During a torrid meeting In March 2003, then NSW Premier and now Foreign Minister Bob Carr told Minister Obeid that he would not be reappointed. In his diary notes, Mr Carr wrote: ''Removing Obeid from cabinet means not having controversies about his untidy pecuniary interests. That eliminates one area of vulnerability.''
He also wrote: ''I took on the Obeid faction, the Terrigals, and forced their leader out. Squalls and turbulence, but I won, breaking Obeid's power. Now he flutters around me, desperately reasserting his relevance by managing and massaging backbenchers,''
As I read, I thought how revealing it was about both men. Mr Obeid was clearly a very determined and difficult man, apparently capable of combining aggression with charm, fear and favour and favour mixed; those desperate attempts were ultimately successful.
Mr Carr's focus appears to have been pragmatic, forcing himself to deal with a difficult problem in the now. There is no recognition of the longer term threat. It's a tactical, not a strategic response. And that was one of the problems, to my mind, with NSW Labor. Power and politics was a reactive game played in the now on a very particular stage with most of the play taking place backstage.
Maybe I am being unfair. I do not pretend to understand the complexities of it all. To someone from outside NSW in particular, the whole thing must seem very difficult, difficult to understand. One thing I query from Mr Carr's period is the lack of scrutiny by the main stream media. I need to define scrutiny.
Mr Carr served as Premier from April 1995 to August 2005, the longest service as Premier in NSW's history. In many ways he had a charmed run. Reporters liked him. My personal frustration and especially in the last period of Mr Carr's premiership lay in the absence of detailed analytical reporting. I may be naïve, but I regard that as important.
Opposition leaders Kerry Chikarovski and then John Brogden struggled to get any media oxygen. What happened to John stands out in my mind as an example of just what happens in the Sydney goldfish bowl. We talk about NSW politics, but that politics is actually generally dominated by events in Sydney. That is where the largest number of votes are, that is where the main media outlets are.
On 29 July 2005, John apparently made comments at a Sydney function about Mr Carr's wife Helena. If reported correctly, they were stupid and hurtful comments. They were not typical of the man. A media witch hunt broke out. Mr Brogden apologised, but the attacks continued.
On 29 August 2005, Mr Brogden resigned as leader of the opposition. The following day, he attempted suicide. He was found only because his family became concerned and contacted police.
On the evening of 30 August 2005, the Sydney Morning Herald contacted Barry O'Farrell, now Premier, to ask him about leadership speculation against Mr Brogden. O'Farrell replied: "Excuse me if I say I don't care about the leadership at the moment, but I am following an ambulance with John Brogden inside. He has attempted self-harm. It sort of puts things in perspective, doesn't it?"

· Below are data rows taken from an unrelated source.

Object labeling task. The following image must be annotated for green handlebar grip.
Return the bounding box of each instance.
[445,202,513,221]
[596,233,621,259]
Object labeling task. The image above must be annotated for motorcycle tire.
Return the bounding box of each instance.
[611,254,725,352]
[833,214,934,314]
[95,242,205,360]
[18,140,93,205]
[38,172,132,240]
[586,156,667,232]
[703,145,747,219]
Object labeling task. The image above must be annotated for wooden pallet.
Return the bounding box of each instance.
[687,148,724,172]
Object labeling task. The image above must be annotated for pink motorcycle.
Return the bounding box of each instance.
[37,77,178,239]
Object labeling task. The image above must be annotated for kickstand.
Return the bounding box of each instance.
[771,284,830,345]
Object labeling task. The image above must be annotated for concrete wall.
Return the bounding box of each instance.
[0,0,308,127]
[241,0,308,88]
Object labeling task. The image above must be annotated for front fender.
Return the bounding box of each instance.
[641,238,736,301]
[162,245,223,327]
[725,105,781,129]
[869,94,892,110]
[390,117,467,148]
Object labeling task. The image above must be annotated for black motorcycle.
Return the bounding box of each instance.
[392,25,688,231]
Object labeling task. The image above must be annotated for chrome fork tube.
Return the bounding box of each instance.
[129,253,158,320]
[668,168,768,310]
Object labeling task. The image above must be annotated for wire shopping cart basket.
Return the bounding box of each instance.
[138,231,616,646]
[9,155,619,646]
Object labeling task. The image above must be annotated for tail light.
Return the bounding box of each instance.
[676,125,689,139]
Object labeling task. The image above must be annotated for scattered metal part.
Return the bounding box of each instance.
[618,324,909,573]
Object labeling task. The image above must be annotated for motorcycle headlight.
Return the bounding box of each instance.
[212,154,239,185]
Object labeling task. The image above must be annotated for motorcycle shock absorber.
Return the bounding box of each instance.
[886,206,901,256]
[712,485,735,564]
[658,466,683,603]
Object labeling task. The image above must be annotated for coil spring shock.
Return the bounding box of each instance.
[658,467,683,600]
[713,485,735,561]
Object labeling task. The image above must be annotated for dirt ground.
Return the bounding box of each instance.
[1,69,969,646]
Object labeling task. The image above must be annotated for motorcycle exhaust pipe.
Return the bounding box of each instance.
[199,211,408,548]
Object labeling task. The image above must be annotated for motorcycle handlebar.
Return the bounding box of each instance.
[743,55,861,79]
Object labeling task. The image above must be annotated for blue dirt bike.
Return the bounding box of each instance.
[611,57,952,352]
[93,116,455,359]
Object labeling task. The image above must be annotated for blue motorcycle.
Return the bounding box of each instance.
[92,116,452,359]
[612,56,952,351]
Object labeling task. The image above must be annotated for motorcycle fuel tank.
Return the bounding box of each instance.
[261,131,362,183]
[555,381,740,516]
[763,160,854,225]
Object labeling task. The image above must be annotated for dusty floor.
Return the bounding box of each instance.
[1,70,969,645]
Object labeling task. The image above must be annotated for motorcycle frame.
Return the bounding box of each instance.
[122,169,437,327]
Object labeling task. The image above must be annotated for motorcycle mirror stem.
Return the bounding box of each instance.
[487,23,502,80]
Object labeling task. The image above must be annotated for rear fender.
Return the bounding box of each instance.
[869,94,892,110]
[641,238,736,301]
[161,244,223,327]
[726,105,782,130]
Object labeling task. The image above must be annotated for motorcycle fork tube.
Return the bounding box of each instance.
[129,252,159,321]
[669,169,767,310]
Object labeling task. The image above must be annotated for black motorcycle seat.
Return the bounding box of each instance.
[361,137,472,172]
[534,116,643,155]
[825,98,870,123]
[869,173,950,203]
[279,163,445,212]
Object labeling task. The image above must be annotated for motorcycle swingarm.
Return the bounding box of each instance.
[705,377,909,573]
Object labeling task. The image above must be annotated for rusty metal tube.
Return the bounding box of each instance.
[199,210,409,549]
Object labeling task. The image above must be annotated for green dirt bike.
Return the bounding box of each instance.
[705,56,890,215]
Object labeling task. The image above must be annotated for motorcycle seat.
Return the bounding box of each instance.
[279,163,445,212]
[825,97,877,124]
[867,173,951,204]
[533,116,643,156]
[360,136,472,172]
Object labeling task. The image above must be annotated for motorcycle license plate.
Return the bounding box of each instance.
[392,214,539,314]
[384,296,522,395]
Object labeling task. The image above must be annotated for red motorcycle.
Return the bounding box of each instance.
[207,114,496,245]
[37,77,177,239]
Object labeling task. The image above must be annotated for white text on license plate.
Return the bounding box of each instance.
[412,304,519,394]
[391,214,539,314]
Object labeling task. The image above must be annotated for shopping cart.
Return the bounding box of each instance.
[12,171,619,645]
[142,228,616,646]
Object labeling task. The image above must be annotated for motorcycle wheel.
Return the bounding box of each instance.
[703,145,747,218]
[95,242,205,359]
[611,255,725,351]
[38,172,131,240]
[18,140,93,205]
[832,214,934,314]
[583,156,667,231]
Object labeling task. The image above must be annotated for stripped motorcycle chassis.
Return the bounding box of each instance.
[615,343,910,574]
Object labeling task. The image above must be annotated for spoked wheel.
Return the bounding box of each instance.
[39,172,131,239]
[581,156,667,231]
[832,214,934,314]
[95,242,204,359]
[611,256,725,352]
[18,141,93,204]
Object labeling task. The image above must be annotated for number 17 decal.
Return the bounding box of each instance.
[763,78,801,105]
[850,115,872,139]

It turns out that Mr Brogden was suffering from depression, an occupational hazard in politics where you are often alone, playing a role, always on show. This has become worse in recent years as changing social attitudes and heightened media scrutiny has shrunk the private space that politicians try to create for themselves.

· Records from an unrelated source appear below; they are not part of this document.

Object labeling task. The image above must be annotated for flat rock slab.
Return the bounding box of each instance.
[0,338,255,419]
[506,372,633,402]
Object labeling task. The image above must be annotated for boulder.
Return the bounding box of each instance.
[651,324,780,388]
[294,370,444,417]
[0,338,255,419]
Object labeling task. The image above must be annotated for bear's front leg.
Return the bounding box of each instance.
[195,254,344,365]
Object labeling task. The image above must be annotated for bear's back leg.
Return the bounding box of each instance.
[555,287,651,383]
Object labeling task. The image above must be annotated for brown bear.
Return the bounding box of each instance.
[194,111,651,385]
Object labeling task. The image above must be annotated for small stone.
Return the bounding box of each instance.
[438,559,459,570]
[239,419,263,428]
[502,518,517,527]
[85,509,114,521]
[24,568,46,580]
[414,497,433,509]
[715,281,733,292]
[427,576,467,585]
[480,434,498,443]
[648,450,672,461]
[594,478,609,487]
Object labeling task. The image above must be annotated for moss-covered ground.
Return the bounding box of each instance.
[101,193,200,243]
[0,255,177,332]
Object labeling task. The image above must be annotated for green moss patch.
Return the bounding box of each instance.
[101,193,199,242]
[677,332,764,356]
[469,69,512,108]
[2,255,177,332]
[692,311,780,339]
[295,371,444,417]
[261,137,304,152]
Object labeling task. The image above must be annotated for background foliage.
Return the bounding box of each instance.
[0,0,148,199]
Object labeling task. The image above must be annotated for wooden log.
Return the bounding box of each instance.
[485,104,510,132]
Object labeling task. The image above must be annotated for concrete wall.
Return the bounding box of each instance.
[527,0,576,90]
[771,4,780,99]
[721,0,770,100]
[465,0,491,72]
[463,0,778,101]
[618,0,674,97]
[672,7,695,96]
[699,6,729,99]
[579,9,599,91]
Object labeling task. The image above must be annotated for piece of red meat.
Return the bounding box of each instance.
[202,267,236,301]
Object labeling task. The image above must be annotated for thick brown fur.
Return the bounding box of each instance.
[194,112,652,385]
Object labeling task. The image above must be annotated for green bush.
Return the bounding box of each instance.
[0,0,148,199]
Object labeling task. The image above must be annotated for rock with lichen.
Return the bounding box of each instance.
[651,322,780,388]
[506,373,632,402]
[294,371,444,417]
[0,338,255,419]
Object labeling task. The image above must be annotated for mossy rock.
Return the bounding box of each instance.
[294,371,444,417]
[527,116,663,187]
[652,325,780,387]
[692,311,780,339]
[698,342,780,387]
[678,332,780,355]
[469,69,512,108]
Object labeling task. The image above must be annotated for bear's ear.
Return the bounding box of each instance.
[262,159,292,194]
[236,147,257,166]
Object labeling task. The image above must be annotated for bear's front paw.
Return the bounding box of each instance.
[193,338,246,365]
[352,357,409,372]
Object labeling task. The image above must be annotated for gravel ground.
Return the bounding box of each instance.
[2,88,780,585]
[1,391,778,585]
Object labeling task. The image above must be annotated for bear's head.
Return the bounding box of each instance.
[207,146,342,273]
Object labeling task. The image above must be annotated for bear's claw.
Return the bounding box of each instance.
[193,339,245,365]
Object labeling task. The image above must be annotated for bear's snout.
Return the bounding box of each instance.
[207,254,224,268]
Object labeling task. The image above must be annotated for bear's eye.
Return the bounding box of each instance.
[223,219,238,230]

Some of Australia's greatest political figures have been very imperfect human beings. They have drunk too much, had sexual encounters of various types, have tried to balance all the emotional complexities of the normal human life with the emotionally demanding and sometimes very stylised political game.

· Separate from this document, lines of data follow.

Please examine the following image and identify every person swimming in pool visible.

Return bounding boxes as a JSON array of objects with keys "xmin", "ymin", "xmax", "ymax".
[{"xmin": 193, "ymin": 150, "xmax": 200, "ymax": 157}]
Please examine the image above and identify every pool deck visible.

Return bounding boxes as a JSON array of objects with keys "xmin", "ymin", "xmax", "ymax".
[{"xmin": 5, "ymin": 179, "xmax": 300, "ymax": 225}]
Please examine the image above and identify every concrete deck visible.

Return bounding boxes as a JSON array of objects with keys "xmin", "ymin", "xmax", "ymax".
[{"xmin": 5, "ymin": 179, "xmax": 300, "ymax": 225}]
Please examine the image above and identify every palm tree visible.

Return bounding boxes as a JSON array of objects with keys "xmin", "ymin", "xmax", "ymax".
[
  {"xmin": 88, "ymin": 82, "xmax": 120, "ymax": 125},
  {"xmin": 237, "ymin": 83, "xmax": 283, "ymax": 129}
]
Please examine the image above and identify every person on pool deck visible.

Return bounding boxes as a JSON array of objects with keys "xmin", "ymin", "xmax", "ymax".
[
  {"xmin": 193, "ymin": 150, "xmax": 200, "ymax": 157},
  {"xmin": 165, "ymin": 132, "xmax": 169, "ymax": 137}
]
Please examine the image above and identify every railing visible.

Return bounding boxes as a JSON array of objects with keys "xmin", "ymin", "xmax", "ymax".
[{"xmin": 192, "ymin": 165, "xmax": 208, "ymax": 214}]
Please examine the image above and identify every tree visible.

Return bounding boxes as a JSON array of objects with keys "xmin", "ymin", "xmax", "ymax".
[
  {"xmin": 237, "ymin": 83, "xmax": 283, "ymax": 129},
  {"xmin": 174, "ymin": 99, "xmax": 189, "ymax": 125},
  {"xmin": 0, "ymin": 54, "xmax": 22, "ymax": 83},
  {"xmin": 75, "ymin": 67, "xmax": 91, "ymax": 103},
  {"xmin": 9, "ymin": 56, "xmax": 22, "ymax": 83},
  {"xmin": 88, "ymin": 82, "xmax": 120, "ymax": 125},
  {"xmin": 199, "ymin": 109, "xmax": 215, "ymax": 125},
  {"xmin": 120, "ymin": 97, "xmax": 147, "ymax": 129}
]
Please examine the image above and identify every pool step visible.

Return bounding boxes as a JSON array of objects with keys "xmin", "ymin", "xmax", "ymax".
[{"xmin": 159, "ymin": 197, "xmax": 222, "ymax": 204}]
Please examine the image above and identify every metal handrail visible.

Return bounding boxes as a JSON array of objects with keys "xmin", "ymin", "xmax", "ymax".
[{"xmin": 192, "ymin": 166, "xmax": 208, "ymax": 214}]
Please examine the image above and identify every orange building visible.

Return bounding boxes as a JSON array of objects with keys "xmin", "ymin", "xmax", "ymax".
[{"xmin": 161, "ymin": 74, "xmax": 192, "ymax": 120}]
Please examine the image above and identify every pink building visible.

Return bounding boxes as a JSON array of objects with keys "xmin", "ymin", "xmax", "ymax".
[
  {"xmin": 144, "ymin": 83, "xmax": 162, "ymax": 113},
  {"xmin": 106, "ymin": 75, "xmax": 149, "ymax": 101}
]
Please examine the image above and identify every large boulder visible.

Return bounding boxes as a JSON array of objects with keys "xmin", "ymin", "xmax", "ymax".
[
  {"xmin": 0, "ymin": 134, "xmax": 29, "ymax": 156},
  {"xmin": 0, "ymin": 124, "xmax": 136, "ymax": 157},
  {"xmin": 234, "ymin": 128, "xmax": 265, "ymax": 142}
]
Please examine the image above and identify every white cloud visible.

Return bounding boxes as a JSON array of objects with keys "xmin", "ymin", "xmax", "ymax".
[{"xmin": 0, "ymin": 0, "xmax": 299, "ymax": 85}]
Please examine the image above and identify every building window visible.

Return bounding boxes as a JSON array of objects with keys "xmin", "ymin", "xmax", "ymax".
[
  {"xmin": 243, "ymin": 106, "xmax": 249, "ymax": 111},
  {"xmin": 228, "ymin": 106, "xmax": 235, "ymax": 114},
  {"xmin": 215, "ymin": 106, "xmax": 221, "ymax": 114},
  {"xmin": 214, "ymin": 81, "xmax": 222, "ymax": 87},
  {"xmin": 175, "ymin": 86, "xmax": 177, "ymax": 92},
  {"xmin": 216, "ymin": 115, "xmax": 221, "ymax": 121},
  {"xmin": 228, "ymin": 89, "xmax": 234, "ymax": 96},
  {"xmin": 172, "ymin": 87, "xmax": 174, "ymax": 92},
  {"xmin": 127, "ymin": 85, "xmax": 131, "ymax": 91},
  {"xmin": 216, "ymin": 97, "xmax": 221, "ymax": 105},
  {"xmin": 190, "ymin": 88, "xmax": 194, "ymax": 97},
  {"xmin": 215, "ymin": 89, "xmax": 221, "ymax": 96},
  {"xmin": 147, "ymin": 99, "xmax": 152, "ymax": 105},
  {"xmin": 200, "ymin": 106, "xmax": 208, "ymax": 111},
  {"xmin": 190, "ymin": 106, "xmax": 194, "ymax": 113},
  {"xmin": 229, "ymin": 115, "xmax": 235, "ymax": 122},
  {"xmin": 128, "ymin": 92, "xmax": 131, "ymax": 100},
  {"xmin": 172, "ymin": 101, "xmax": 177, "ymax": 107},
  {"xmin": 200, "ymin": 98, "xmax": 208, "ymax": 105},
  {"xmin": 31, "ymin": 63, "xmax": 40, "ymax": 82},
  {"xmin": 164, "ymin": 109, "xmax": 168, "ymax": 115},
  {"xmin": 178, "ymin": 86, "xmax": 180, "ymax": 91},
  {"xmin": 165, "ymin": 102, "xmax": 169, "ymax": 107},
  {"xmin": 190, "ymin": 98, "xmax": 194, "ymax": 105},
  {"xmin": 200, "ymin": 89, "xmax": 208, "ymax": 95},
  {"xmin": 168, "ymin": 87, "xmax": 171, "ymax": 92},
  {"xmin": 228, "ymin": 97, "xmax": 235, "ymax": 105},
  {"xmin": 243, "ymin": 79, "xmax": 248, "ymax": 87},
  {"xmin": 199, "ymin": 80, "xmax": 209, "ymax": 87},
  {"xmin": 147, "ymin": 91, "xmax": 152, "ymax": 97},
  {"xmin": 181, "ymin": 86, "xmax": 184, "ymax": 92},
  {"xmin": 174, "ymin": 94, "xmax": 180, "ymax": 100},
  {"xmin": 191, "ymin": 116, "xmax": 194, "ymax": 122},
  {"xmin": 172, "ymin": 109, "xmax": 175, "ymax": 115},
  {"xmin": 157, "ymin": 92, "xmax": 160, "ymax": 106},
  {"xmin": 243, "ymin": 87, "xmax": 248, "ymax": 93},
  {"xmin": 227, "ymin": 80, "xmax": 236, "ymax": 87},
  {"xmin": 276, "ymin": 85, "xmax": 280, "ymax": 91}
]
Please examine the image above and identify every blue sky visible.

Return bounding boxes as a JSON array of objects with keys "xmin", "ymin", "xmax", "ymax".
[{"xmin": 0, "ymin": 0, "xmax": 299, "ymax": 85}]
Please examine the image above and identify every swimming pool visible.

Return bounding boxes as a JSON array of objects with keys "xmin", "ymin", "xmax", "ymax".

In Mr Brodgden's case, a brief fit of mea culpa gripped everyone. It did not last. There have been many cases since.
John himself went on to rebuild is life in a way I greatly admire. He had the personal strength and family support required to do this. Looking at what he has achieved makes me wonder just what he might have done if he had become NSW Premier.
To return to my main theme, my charge against the main stream media is simply this. Your focus on the personal, the immediate, is damaging our political system. You drive out a John Brogden, yet fail to identify an Eddie Obeid.
This may sound unfair. I don't believe that it is. The point is that real transparency requires objective analysis of not just immediate events but but of underlying processes and policies.
I accept that does not meet immediate deadlines, nor create nice stories. I accept you have a problem, And yet, the events now unfolding through the ICAC inquiry would not have happened if you had been doing your job.
Interesting piece by Alex Mitchell on the ABC's The Drum, Bob Carr's selective memory on Eddie Obeid, that provides a little more background on the rise of Mr Obied relevant to this post and also the comments. The discussion has been helpful to me in clarifying issues in my own mind.